Creatività, manualità, abilità tecnica, capacità imprenditoriale sono le risorse tramandate da generazioni di contadini, vignaioli, frantoiani, pescatori, allevatori, operai e artigiani. Ecco allora l’importanza crescente di un recupero della memoria per la salvaguardia di valori che sono innanzitutto morali, sociali, umani. E solo in questo contesto si può riscoprire un altro motto famoso di Veronelli: "Il peggior vino del contadino è migliore del miglior vino industriale". Sfuggente alle facili classificazioni e definizioni, la figura di Gino racchiude un caleidoscopio di interessi, ricerche, presenze mediatiche e non. Quindi tutto si tiene: "Un uomo trasparente con i piedi per terra" (Carlo Petrini), "l'inventore del giornalismo enogastronomico", "un uomo libero" (Elio Ghisalberti). O l'abile titolatore dei suoi lavori ("Come partecipare a una fiera del vino senza uscirne in coma etilico").

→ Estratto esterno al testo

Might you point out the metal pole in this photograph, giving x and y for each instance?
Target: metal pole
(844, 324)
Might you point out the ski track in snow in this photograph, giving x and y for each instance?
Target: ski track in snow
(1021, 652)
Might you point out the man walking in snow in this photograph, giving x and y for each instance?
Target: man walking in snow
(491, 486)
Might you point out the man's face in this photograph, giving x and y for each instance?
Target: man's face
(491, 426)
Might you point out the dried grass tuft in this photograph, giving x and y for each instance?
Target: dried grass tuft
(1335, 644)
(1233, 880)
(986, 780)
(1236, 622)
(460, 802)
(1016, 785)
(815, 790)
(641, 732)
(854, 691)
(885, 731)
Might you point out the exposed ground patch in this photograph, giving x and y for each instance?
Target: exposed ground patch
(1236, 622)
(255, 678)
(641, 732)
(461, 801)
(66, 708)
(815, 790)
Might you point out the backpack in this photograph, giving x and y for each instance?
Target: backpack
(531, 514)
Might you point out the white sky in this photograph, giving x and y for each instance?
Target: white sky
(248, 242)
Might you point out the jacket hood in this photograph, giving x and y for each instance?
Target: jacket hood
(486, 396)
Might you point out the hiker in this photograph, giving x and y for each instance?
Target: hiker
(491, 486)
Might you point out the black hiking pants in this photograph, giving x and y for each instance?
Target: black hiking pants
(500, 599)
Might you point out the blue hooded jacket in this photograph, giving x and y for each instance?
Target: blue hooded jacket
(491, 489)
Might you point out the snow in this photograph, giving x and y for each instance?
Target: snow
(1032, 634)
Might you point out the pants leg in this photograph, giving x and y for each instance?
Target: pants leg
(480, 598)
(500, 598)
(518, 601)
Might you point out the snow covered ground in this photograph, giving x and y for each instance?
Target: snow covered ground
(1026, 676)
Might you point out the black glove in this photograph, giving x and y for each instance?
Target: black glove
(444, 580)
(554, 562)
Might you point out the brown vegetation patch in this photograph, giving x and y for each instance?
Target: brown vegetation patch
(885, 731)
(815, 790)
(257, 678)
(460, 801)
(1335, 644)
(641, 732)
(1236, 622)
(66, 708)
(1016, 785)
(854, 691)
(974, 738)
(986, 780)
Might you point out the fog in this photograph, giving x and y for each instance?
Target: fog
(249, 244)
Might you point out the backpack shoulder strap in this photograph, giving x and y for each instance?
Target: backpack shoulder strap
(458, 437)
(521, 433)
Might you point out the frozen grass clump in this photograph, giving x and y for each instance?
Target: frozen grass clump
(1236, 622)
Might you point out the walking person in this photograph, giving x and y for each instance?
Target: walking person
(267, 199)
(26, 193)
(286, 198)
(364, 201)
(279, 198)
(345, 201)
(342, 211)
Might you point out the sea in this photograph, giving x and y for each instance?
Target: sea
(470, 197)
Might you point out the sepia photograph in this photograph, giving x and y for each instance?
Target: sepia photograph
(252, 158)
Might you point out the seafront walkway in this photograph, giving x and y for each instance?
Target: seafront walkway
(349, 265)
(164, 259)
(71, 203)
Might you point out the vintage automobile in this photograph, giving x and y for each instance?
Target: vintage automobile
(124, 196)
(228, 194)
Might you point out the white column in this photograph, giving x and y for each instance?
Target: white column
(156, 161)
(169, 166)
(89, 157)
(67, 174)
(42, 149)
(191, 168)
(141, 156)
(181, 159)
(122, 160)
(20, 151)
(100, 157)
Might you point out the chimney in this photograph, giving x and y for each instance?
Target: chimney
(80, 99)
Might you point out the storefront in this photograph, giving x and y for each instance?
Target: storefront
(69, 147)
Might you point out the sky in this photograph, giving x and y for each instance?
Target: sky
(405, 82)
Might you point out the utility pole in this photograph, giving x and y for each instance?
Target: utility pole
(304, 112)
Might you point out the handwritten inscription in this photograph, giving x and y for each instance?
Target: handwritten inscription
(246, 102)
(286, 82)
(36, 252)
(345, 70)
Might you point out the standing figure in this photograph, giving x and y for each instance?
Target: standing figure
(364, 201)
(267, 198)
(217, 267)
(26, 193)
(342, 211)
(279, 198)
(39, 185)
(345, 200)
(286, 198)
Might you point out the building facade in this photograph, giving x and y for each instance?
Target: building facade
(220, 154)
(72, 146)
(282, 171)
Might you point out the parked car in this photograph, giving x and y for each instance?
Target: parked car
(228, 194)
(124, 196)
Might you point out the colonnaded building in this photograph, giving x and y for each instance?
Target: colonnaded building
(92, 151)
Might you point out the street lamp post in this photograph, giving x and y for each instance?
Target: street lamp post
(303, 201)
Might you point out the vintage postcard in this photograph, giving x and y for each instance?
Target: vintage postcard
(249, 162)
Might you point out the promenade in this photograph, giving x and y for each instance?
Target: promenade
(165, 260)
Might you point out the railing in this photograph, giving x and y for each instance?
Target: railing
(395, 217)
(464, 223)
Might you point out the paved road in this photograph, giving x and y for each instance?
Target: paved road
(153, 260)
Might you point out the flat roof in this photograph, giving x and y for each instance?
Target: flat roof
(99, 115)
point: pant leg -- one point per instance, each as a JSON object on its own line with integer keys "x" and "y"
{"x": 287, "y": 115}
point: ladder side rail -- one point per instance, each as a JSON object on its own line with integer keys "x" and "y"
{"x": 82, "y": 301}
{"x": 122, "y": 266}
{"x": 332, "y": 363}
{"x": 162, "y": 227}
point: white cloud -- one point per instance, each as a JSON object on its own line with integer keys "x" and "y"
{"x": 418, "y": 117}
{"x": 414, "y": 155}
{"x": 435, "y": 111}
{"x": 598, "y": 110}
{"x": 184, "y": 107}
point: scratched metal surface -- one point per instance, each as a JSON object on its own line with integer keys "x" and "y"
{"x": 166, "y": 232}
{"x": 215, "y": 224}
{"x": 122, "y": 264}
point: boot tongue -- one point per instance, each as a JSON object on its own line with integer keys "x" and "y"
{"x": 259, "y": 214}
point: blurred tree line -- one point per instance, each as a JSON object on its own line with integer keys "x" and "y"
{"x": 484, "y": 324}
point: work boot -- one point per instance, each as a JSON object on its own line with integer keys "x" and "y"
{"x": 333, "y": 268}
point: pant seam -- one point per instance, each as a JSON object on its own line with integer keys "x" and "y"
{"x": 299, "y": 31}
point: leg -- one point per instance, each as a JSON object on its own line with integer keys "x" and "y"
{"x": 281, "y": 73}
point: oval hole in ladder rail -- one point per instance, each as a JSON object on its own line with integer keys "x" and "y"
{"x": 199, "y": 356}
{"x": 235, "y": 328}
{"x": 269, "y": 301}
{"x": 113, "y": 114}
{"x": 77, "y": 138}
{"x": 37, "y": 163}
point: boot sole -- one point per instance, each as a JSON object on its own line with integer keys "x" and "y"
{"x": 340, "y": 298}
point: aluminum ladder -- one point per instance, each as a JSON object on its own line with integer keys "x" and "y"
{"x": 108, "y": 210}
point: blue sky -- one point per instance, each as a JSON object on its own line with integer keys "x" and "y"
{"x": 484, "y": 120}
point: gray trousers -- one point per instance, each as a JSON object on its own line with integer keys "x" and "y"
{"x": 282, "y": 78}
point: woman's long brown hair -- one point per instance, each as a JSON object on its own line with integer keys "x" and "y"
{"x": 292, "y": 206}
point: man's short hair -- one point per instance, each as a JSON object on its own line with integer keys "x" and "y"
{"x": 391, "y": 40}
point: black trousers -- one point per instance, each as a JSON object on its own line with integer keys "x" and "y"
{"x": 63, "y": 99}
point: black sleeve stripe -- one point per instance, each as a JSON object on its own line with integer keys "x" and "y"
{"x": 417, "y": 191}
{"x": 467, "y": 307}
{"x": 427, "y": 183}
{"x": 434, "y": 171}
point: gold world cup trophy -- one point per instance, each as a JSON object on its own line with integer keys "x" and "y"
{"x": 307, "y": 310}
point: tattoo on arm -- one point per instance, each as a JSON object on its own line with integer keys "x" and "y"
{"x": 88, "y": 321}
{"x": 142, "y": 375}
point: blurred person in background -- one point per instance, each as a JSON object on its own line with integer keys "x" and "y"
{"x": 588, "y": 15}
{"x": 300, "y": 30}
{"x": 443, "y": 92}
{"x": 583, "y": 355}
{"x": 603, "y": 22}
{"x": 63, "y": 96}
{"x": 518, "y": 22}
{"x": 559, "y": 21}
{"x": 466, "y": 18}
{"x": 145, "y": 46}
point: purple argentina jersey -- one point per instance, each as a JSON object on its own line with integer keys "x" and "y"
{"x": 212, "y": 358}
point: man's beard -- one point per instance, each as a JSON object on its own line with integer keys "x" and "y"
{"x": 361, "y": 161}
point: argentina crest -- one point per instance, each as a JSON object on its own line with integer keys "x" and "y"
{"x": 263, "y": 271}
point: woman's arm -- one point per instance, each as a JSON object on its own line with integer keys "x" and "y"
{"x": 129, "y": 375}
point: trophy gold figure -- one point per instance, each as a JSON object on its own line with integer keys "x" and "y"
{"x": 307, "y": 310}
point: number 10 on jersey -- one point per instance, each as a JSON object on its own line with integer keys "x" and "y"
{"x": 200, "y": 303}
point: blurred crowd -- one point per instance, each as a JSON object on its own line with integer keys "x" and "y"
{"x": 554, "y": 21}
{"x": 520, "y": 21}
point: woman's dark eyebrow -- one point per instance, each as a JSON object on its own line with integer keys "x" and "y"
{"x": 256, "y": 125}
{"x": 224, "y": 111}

Certo il buon vino, ma il "nettare" più prezioso che alimentava la vita di Veronelli era molto più raro: un mix di curiosità incessante e di ricerca perpetua dell'essenzialità e dei veri valori per cui vale la pena vivere. Una sete di conoscenza (anche musicale) da regalare agli altri, in televisione o sulle guide (persino in quella d'Oro dedicata agli alberghi che resta tra le migliori in assoluto nel panorama di settore), con gli amici o nelle sua attività didattiche aperte in Città Alta sui colli che sovrastano la Bergamo moderna. Gino intellettuale romantico, fine studioso dei classici ma anche di Apollinaire, strenuo difensore dei prodotti autoctoni, delle tipicità e delle specificità di una cultura millenaria (i “Giacimenti enogastronomici”). Una cultura che ha sempre i "piedi per terra" e che, fin quando le forze la sorreggono, si mette in cammino.
Sarà un autunno intenso quello del Comitato Decennale Luigi Veronelli. Si comincia il 18 e 19 ottobre 2014, nel contesto del Congresso Nazionale Fisar a Bologna, con un convegno e degustazione dedicati. Pochi giorni dopo, venerdì 24, questa volta al Salone del Gusto di Torino, altro incontro in collaborazione con Slow Food. Nei due giorni successivi, il 25 e 26, ad Ameno sul Lago d’Orta, appuntamento con “La cucina di Veronelli”, con Alberto Capatti. In questa sede sarà presentato il libro “Luigi Veronelli La vita è troppo corta per bere vini cattivi”, con Gian Arturo Rota e Nichi Stefi. Il mese di ottobre finirà all’Istituto Alberghiero Giolitti di Mondovì, in provincia di Cuneo, con un altro omaggio al maestro.